Clinical medicine, particularly clinical oncology, is moving toward genomics-based personalized medicine due to the development of nucleotide sequence technologies. Such personalized medicine is expected to further evolve into omics- and clinical record-based precision medicine with relatively inexpensive costs due to increasing medical expenses in aging societies (162). Genomics-based testing platforms, including MSK-IMPACT (43), FoundationOne (163) and Oncomine Comprehensive Panel (164), and organoid- or PDX-based drug screening (165-167) are useful tools for the prescription of targeted therapeutics; however, there remain unmet medical needs for patients with refractory cancer driven by gain-of-function mutations in non-enzymatic oncogenes, including CTNNB1 and KRAS, or loss-of-function mutations in tumor-suppressor genes, including APC and TP53.

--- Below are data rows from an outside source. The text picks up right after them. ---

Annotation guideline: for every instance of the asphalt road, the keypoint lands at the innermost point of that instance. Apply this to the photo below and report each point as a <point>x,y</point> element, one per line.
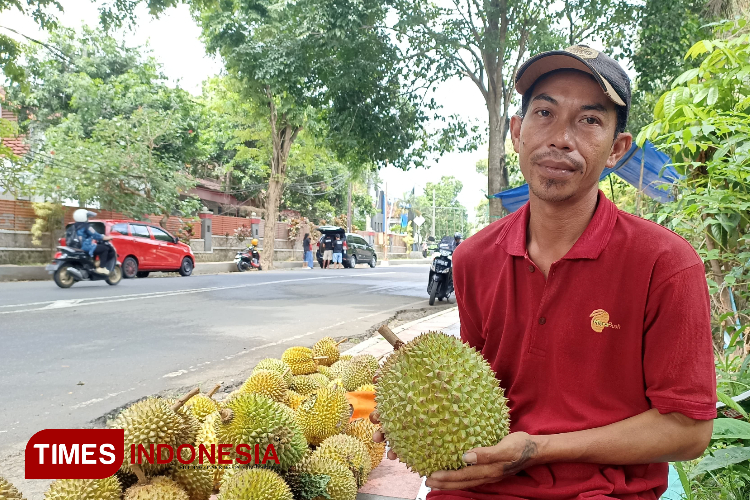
<point>68,357</point>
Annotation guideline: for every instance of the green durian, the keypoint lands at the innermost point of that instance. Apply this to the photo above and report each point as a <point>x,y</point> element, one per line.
<point>255,484</point>
<point>257,419</point>
<point>8,491</point>
<point>84,489</point>
<point>438,398</point>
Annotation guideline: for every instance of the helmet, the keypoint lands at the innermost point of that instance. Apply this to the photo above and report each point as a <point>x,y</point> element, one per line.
<point>82,215</point>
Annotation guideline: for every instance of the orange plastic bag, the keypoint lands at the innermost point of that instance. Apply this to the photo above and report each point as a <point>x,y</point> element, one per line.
<point>363,403</point>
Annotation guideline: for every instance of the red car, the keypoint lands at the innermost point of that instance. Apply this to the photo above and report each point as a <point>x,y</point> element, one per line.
<point>143,247</point>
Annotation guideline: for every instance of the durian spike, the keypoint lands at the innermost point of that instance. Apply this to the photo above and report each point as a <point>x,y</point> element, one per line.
<point>213,391</point>
<point>184,399</point>
<point>391,337</point>
<point>136,468</point>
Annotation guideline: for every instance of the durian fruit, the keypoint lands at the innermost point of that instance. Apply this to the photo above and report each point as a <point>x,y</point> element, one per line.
<point>267,382</point>
<point>257,419</point>
<point>207,436</point>
<point>436,393</point>
<point>325,370</point>
<point>276,365</point>
<point>159,488</point>
<point>349,451</point>
<point>326,351</point>
<point>84,489</point>
<point>308,480</point>
<point>293,399</point>
<point>364,430</point>
<point>358,372</point>
<point>202,405</point>
<point>8,491</point>
<point>255,484</point>
<point>300,360</point>
<point>305,384</point>
<point>324,414</point>
<point>198,483</point>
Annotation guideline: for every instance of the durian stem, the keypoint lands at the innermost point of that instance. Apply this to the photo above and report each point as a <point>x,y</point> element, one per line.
<point>213,391</point>
<point>184,399</point>
<point>136,468</point>
<point>391,337</point>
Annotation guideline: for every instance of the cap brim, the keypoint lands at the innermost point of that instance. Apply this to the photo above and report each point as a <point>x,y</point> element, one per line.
<point>554,60</point>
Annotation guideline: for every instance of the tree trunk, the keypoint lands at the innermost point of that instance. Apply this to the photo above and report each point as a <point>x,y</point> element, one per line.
<point>497,174</point>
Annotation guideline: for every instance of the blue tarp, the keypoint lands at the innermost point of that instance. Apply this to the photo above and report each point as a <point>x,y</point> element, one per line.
<point>656,172</point>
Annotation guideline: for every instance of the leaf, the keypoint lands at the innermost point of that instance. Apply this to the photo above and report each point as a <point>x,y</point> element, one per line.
<point>722,459</point>
<point>730,428</point>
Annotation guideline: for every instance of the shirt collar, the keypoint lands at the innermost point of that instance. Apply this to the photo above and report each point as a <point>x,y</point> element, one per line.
<point>512,237</point>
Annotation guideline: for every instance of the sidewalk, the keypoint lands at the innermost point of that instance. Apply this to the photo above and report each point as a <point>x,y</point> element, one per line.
<point>391,479</point>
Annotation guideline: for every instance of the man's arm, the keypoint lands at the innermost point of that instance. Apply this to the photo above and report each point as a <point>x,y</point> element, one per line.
<point>650,437</point>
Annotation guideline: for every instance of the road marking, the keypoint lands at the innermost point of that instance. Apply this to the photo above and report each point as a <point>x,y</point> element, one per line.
<point>62,304</point>
<point>295,337</point>
<point>99,400</point>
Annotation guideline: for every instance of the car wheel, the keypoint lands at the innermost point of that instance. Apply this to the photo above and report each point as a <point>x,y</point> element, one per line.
<point>115,276</point>
<point>186,269</point>
<point>129,267</point>
<point>63,278</point>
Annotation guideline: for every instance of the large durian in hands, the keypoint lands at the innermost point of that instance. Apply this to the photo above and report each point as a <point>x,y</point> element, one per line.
<point>300,360</point>
<point>257,419</point>
<point>324,414</point>
<point>8,491</point>
<point>255,484</point>
<point>438,398</point>
<point>84,489</point>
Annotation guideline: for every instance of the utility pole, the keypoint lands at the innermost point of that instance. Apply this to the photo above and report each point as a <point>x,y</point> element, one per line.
<point>433,213</point>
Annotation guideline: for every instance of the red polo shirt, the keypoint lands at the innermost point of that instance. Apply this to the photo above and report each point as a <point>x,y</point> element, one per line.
<point>621,325</point>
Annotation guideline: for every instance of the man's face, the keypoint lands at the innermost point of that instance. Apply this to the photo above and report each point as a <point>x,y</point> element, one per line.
<point>567,137</point>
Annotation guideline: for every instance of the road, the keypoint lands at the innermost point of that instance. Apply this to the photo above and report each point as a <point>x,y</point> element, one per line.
<point>71,356</point>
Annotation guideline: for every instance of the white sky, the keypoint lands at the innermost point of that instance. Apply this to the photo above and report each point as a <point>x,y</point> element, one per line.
<point>174,40</point>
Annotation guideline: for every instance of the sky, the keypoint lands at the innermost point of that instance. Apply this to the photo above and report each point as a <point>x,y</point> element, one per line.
<point>174,41</point>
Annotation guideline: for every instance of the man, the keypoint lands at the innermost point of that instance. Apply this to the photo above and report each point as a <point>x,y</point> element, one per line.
<point>338,252</point>
<point>596,322</point>
<point>327,250</point>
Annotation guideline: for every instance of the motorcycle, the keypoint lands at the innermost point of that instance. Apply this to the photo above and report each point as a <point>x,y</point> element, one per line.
<point>440,285</point>
<point>73,264</point>
<point>248,259</point>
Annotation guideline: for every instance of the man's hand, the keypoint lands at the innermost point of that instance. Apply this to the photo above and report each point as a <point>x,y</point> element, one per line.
<point>511,455</point>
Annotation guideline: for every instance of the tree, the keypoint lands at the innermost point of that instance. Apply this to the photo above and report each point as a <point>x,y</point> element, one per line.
<point>487,41</point>
<point>318,65</point>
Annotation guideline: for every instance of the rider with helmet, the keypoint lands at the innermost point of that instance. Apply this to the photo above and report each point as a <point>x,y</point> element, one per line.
<point>92,241</point>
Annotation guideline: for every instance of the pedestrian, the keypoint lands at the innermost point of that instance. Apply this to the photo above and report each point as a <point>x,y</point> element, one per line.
<point>327,250</point>
<point>338,252</point>
<point>307,248</point>
<point>596,322</point>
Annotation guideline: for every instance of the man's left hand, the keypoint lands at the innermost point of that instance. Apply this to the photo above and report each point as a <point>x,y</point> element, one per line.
<point>511,455</point>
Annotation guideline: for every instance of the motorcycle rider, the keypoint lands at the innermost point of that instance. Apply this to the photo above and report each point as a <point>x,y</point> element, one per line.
<point>92,241</point>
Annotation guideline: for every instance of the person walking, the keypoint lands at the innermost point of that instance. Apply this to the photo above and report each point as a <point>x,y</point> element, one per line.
<point>327,250</point>
<point>307,248</point>
<point>338,252</point>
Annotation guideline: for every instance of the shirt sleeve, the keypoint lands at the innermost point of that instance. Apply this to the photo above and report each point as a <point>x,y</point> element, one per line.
<point>678,358</point>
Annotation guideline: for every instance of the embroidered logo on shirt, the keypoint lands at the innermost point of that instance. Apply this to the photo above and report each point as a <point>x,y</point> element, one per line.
<point>600,321</point>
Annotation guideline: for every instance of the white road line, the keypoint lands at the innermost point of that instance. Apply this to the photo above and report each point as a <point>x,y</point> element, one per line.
<point>295,337</point>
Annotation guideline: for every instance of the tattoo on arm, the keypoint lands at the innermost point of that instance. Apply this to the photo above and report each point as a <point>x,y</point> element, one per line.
<point>529,452</point>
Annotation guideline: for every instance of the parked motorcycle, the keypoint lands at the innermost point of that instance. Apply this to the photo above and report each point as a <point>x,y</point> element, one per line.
<point>248,259</point>
<point>440,285</point>
<point>73,264</point>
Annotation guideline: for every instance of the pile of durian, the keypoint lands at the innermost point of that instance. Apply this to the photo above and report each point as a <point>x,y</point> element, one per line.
<point>297,403</point>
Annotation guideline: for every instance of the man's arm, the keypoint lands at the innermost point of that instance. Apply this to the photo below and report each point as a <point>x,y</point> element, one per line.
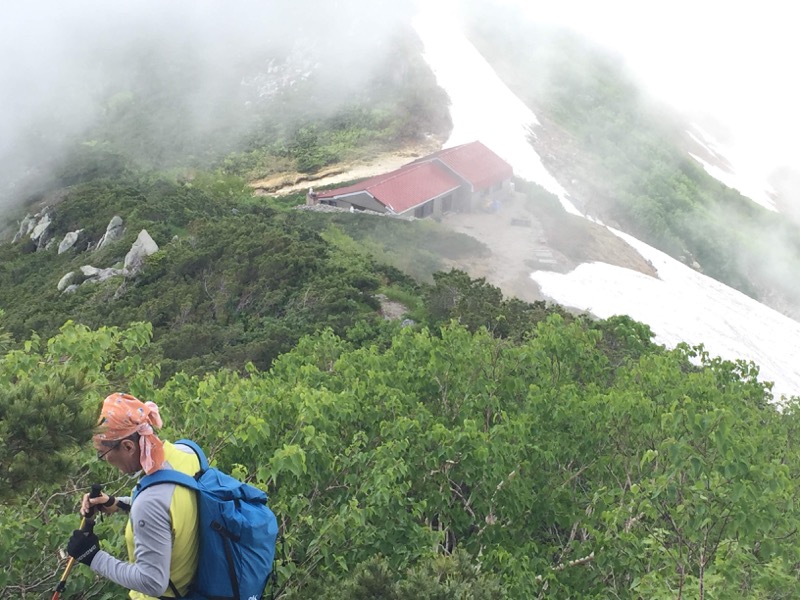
<point>152,534</point>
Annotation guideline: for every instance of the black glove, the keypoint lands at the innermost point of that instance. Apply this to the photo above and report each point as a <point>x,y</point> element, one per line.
<point>83,545</point>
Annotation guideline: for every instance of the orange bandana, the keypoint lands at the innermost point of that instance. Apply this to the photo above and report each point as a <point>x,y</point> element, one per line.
<point>124,415</point>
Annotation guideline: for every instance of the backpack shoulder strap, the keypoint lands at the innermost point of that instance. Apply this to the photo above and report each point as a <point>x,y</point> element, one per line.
<point>197,450</point>
<point>166,476</point>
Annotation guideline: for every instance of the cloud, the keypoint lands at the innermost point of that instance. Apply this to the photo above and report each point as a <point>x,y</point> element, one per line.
<point>64,62</point>
<point>733,61</point>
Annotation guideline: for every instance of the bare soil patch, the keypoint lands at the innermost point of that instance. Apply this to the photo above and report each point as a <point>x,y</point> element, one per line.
<point>369,166</point>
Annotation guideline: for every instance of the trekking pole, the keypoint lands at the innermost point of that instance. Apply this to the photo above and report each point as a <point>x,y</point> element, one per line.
<point>87,523</point>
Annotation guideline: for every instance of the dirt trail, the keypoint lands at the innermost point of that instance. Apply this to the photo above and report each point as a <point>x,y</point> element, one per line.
<point>291,183</point>
<point>518,242</point>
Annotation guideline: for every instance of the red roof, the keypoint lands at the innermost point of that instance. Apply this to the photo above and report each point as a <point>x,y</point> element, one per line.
<point>475,163</point>
<point>405,188</point>
<point>431,176</point>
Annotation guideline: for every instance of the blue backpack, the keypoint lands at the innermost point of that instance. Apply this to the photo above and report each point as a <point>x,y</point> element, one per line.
<point>237,532</point>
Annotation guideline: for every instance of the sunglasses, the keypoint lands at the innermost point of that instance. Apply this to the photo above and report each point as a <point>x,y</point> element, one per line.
<point>114,446</point>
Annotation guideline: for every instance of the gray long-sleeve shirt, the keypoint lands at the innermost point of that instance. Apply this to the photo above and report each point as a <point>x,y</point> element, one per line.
<point>152,534</point>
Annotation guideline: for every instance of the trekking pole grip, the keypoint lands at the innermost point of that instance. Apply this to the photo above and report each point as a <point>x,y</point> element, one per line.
<point>87,524</point>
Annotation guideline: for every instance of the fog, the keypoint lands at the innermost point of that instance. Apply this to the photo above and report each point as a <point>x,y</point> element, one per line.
<point>728,64</point>
<point>66,65</point>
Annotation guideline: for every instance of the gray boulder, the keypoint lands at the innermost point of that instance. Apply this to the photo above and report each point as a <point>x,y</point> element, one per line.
<point>69,241</point>
<point>113,232</point>
<point>40,229</point>
<point>143,247</point>
<point>95,275</point>
<point>66,281</point>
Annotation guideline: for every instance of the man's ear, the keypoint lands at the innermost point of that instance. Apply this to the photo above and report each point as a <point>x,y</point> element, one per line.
<point>129,445</point>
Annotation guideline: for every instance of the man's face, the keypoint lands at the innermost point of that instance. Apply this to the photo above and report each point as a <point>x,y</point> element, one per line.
<point>123,454</point>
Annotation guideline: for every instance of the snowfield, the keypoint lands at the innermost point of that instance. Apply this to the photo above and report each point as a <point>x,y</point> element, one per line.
<point>682,305</point>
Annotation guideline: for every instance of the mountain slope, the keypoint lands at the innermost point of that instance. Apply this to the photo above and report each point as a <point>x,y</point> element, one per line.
<point>729,324</point>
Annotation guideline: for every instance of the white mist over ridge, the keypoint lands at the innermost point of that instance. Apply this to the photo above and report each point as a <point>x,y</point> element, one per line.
<point>730,64</point>
<point>682,305</point>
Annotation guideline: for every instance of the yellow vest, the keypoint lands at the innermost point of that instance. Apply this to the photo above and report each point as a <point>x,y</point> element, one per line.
<point>183,514</point>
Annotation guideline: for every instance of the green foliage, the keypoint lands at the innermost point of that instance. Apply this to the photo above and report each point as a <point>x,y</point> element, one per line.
<point>50,396</point>
<point>578,459</point>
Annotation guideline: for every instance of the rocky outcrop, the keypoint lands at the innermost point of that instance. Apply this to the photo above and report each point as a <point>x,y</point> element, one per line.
<point>66,281</point>
<point>143,247</point>
<point>69,241</point>
<point>113,232</point>
<point>95,275</point>
<point>36,226</point>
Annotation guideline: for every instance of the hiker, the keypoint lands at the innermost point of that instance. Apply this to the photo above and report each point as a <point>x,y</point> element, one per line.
<point>162,530</point>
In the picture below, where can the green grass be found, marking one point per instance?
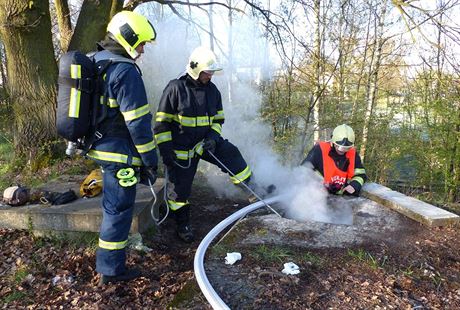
(368, 258)
(273, 254)
(13, 296)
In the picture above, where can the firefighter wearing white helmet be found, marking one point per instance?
(338, 162)
(125, 147)
(188, 126)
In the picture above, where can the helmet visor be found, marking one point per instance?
(343, 148)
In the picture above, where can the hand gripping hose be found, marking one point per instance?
(244, 184)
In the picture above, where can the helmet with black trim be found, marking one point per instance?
(130, 29)
(343, 137)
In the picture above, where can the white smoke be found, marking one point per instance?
(304, 195)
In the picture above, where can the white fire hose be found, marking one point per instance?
(208, 291)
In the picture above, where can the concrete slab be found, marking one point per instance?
(80, 215)
(413, 208)
(370, 223)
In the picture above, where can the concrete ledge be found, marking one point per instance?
(413, 208)
(79, 215)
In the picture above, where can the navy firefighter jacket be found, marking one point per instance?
(127, 130)
(188, 112)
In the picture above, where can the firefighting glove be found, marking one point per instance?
(169, 158)
(333, 188)
(209, 145)
(148, 175)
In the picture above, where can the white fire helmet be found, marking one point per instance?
(343, 137)
(202, 59)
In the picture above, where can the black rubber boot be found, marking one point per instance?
(184, 229)
(128, 275)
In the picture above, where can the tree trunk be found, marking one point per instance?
(92, 24)
(64, 24)
(373, 80)
(3, 69)
(25, 28)
(318, 69)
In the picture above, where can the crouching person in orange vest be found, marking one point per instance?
(339, 164)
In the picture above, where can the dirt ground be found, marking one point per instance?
(416, 268)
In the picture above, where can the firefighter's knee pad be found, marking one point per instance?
(126, 177)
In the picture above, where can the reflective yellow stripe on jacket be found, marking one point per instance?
(219, 115)
(240, 177)
(144, 148)
(133, 114)
(164, 117)
(74, 105)
(163, 137)
(176, 205)
(112, 245)
(113, 157)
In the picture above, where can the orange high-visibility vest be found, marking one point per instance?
(331, 173)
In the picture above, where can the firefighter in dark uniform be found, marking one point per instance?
(338, 162)
(125, 149)
(188, 126)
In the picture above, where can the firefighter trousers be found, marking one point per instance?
(117, 213)
(182, 178)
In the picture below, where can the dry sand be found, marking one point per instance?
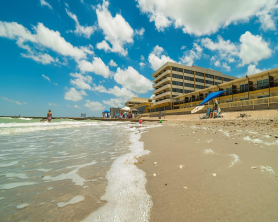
(213, 170)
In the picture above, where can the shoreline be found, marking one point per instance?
(222, 170)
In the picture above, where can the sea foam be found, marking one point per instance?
(127, 199)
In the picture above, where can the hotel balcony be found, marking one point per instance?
(162, 88)
(162, 101)
(168, 93)
(167, 79)
(162, 75)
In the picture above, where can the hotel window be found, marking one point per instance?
(199, 74)
(263, 96)
(189, 71)
(177, 90)
(199, 87)
(177, 83)
(262, 84)
(244, 88)
(188, 78)
(177, 76)
(177, 69)
(209, 76)
(229, 91)
(209, 82)
(199, 80)
(189, 85)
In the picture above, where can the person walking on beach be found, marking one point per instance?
(49, 116)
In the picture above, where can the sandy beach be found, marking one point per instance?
(213, 170)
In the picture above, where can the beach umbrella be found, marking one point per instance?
(126, 108)
(211, 96)
(197, 108)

β-catenin signaling is involved in myofibroblast activation and subsequent organ fibrosis (Fig. 2A), whereas the activation of β-catenin and NF-κB signaling is involved in field cancerization in the liver associated with HBV, HCV and other etiologies, and field cancerization in the stomach associated with H. pylori infection (Fig. 2B). Vaccines against HBV and H. pylori are available for the prevention of cancer-associated infections (168,169). The eradication of HCV and H. pylori are optimal choices for the first-line prevention of HCC and gastric cancer, respectively (Fig. 2C); however, pathogen eradication is not always successful and may occur too late to reverse the process of field cancerization. β-catenin inhibitors are expected to be applicable for organ fibrosis prevention, second-line HCC prevention and treating β-catenin-driven cancer (Fig. 2C). Although β-catenin without intrinsic enzymatic activity is difficult to target in drug development, several classes of investigational β-catenin inhibitors (Fig. 3) are in preclinical stages or clinical trials for treating patients with β-catenin-related diseases. The multi-layered prevention and treatment strategy of β-catenin-related human diseases is realistic at present and necessary for the implementation of precision medicine in the future.